Si tratta di un riconoscimento scientifico di particolare rilievo, che valorizza l’impegno di una studiosa impegnata nello studio degli asteroidi potenzialmente pericolosi per la Terra e che lega direttamente il nome di Monterotondo a uno dei programmi più delicati e avanzati dell’attività spaziale europea.

Gli altri nomi italiani scelti dall’ESA

Accanto a quello di Laura Faggioli, tra i nomi italiani figurano anche (126248) Dariooliviero, dedicato a Dario Oliviero per il lavoro relativo alla fornitura di dati operativi all’Ufficio di difesa planetaria, e (386618) Accomazzo, dedicato ad Andrea Accomazzo, responsabile delle operazioni di missioni storiche dell’ESA come Rosetta ed Hera.

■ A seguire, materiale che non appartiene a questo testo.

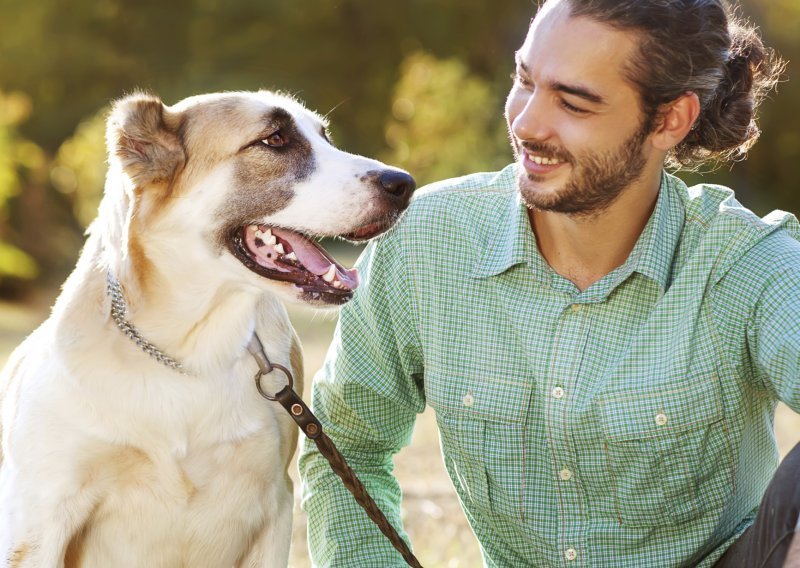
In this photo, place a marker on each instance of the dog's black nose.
(398, 183)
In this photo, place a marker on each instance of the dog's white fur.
(110, 459)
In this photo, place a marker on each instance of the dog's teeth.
(330, 275)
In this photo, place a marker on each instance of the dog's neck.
(201, 324)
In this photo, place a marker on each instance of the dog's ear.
(143, 136)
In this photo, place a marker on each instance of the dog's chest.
(190, 488)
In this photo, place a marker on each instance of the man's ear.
(142, 135)
(677, 119)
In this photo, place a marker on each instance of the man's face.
(574, 120)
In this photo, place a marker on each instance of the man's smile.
(536, 163)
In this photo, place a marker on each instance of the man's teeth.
(542, 160)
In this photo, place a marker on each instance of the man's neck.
(583, 249)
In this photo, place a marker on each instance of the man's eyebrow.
(578, 91)
(575, 90)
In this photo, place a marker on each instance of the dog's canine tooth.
(330, 275)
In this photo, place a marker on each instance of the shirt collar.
(513, 241)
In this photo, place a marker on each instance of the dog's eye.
(275, 140)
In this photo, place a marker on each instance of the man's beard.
(596, 181)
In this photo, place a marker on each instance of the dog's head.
(238, 187)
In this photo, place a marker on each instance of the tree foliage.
(419, 83)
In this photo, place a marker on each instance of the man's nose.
(533, 121)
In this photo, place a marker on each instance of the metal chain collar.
(293, 404)
(119, 309)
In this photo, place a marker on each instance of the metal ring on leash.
(281, 368)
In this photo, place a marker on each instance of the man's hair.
(702, 47)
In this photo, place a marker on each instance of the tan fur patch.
(188, 486)
(17, 557)
(141, 265)
(74, 555)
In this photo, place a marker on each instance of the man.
(603, 346)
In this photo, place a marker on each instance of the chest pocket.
(482, 427)
(668, 452)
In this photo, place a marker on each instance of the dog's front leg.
(36, 526)
(271, 548)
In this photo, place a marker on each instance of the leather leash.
(312, 428)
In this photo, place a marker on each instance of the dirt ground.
(432, 516)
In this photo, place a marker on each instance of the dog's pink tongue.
(315, 259)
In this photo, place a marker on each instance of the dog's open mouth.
(288, 256)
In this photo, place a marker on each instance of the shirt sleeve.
(367, 397)
(774, 331)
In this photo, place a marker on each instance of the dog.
(132, 432)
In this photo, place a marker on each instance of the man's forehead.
(565, 49)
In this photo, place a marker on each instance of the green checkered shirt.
(628, 425)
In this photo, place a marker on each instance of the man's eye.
(275, 140)
(520, 80)
(573, 108)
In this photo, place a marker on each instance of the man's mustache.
(547, 151)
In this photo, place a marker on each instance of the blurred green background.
(417, 83)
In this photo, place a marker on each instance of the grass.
(432, 515)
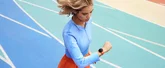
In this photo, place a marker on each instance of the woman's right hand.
(106, 47)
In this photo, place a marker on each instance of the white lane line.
(29, 3)
(37, 6)
(104, 6)
(24, 25)
(130, 41)
(6, 59)
(158, 44)
(36, 21)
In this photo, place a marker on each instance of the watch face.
(100, 50)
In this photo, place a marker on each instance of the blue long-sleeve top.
(76, 41)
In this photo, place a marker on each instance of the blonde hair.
(71, 6)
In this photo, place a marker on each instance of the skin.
(81, 17)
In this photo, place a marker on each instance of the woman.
(77, 35)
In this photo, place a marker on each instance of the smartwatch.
(101, 51)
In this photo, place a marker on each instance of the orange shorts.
(68, 63)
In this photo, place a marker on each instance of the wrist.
(101, 51)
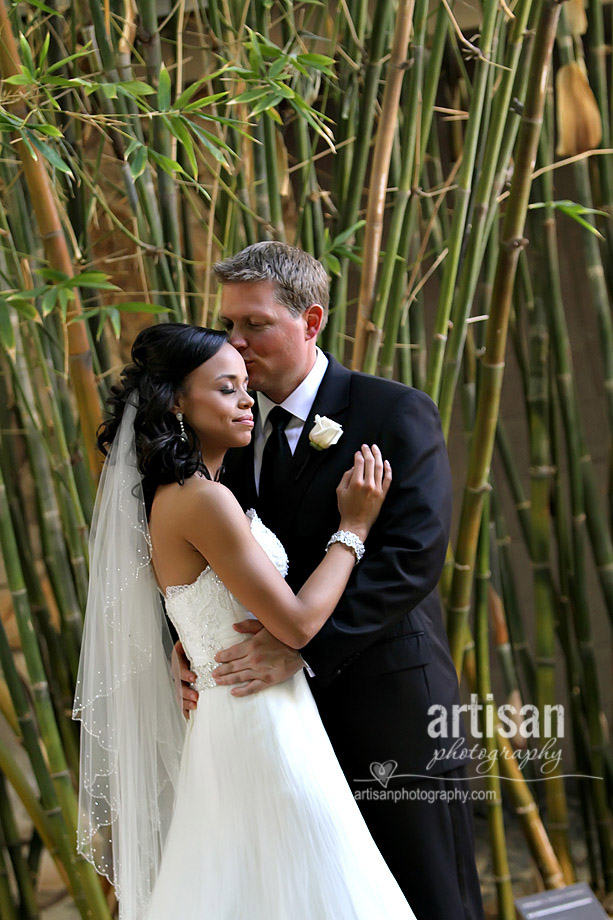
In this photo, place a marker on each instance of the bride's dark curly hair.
(162, 357)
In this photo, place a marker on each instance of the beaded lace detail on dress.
(203, 612)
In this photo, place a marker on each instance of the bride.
(243, 812)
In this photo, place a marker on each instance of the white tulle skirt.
(265, 826)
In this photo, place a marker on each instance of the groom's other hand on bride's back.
(183, 678)
(261, 662)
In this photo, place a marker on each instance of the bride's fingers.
(248, 626)
(369, 466)
(252, 687)
(233, 653)
(358, 467)
(235, 677)
(387, 476)
(378, 468)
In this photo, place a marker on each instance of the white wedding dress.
(265, 826)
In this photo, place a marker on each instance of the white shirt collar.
(300, 401)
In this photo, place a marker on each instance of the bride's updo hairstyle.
(162, 355)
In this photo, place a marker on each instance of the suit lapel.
(332, 400)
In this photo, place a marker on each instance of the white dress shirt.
(299, 403)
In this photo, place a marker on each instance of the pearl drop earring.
(181, 426)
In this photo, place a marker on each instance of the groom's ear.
(313, 317)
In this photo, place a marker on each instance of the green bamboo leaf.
(331, 263)
(134, 143)
(249, 95)
(24, 307)
(286, 92)
(21, 79)
(574, 210)
(49, 301)
(277, 68)
(44, 51)
(63, 296)
(191, 91)
(136, 88)
(268, 102)
(39, 5)
(138, 162)
(206, 101)
(7, 336)
(274, 116)
(53, 274)
(88, 278)
(49, 130)
(135, 306)
(26, 53)
(211, 143)
(319, 62)
(50, 154)
(59, 65)
(164, 87)
(179, 128)
(166, 163)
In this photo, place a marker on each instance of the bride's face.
(216, 403)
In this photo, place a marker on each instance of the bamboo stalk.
(403, 199)
(8, 909)
(495, 818)
(56, 250)
(378, 181)
(525, 807)
(28, 906)
(469, 273)
(351, 204)
(492, 365)
(461, 201)
(541, 474)
(42, 702)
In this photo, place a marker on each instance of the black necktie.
(275, 471)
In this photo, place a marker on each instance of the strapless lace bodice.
(203, 612)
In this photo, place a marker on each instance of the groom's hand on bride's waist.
(260, 659)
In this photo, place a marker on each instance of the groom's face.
(278, 348)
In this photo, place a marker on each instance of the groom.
(382, 659)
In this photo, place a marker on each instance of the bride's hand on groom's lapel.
(260, 659)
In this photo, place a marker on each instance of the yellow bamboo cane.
(58, 256)
(379, 174)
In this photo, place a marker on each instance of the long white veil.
(132, 727)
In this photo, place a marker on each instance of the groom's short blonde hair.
(299, 280)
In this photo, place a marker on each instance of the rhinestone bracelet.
(349, 539)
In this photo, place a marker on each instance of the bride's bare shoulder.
(196, 496)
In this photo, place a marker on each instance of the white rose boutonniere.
(325, 433)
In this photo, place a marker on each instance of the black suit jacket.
(382, 659)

Il quarto nome italiano riguarda invece (826631) Frascati, dedicato alla città di Frascati, sede del centro ESA in Italia, l’Esrin, che ospita anche il Centro di coordinamento degli oggetti vicini alla Terra (Neocc).

Un segnale forte per la ricerca scientifica italiana

Il riconoscimento assegnato a Laura Faggioli si inserisce in un quadro più ampio che comprende altri asteroidi dedicati a ricercatori e strutture europee impegnate nella sicurezza spaziale, oltre al nuovo nome attribuito alla cometa P/2025 W3 (Kresken).

In questo contesto, il nome di Laura Faggioli, ricercatrice di Monterotondo, rappresenta un segnale forte dell’eccellenza scientifica italiana e del contributo concreto offerto alla protezione del pianeta attraverso lo studio e il monitoraggio degli oggetti celesti.